L’existence constatée d’une différence aussi radicale entre la transmutation des métaux, si longtemps espérée en vain, et la fabrication des corps composés, désormais réalisable par des méthodes certaines, jeta un jour soudain. C’était à cause de l’ignorance où l’on était resté à cet égard jusqu’à la fin du XVIIIe siècle que la chimie n’avait pas réussi à se constituer comme science positive. La nouvelle notion démontra l’inanité des rêves des anciens opérateurs, inanité que leur impuissance à établir aucun fait réel de transmutation avait déjà fait soupçonner depuis longtemps. Chez les alchimistes grecs, les plus anciens de tous, le doute n’apparaît pas encore ; mais le scepticisme existe déjà du temps de Geber, qui consacre plusieurs chapitres à le réfuter en forme.

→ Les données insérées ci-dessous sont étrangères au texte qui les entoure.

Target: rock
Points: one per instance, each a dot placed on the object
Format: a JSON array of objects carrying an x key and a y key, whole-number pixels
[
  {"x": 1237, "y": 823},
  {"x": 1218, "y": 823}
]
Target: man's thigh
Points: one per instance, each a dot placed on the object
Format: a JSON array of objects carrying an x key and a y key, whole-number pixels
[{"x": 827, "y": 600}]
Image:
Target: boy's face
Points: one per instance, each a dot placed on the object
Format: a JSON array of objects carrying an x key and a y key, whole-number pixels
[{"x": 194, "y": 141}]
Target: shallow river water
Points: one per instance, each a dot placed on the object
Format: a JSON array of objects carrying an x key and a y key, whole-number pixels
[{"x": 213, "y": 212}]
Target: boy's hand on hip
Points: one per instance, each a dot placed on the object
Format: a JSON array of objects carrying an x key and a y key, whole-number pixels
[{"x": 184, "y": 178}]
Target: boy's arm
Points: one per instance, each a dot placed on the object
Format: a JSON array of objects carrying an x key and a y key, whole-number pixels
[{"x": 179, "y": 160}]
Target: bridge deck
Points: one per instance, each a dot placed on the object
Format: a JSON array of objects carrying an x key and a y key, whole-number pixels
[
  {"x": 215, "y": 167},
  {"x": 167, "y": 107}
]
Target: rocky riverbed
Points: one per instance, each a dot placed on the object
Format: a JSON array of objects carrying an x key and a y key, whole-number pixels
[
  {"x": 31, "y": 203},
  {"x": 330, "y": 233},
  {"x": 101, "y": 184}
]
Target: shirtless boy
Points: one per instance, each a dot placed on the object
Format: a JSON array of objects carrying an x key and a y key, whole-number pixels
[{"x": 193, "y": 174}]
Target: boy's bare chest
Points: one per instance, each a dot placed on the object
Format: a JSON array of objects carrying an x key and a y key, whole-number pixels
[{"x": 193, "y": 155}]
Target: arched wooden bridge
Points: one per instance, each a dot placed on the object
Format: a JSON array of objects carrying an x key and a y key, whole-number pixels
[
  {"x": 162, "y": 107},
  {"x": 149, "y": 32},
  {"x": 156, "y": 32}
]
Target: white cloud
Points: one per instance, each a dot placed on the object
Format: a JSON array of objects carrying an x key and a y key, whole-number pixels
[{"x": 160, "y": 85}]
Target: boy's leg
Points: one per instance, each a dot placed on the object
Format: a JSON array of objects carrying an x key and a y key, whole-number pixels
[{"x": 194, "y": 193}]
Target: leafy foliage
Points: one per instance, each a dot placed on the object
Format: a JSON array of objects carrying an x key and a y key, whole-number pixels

Depuis, ce scepticisme avait toujours grandi, et les bons esprits en étaient arrivés, même avant Lavoisier, à nier la transmutation, non en vertu de principes abstraits, mais en tant que fait d’expérience effective et réalisable.

Assurément, cette notion de l’existence définitive et immuable de soixante-six. éléments distincts, tels que nous les admettons aujourd’hui, ne serait jamais venue à l’idée d’un philosophe ancien, ou bien il l’eût rejetée aussitôt comme ridicule : il a fallu qu’elle s’imposât à nous par la force inéluctable de la méthode expérimentale. Est-ce à dire cependant que telle soit la limite définitive de nos conceptions et de nos espérances ? Non, sans doute ; en réalité, cette limite n’a jamais été acceptée par les chimistes que comme un fait actuel, qu’ils ont toujours conservé l’espoir de dépasser.

Assurément, nul ne peut affirmer que la fabrication des corps réputés simples soit impossible à priori. Mais c’est là une question.de fait et d’expérience. Si jamais on parvient à former des corps simples, au sens actuel, cette découverte conduira à des lois nouvelles, relations nécessaires que l’on expliquera aussitôt par de nouvelles hypothèses. Alors nos théories présentes sur les atomes et sur la matière éthérée paraîtront probablement aussi chimériques aux hommes de l’avenir que l’est, aux yeux des savants d’aujourd’hui, la théorie de la matière première des métaux et du mercure des vieux philosophes.

M. BERTHELOT,

De l’Institut,

[1Voir ma Chimie organique fondée sur la synthèse, t. II, p. 811 (1860).

[2Voir mon traité : Sur la force des matières explosives, t, Il, p. 350 (1883).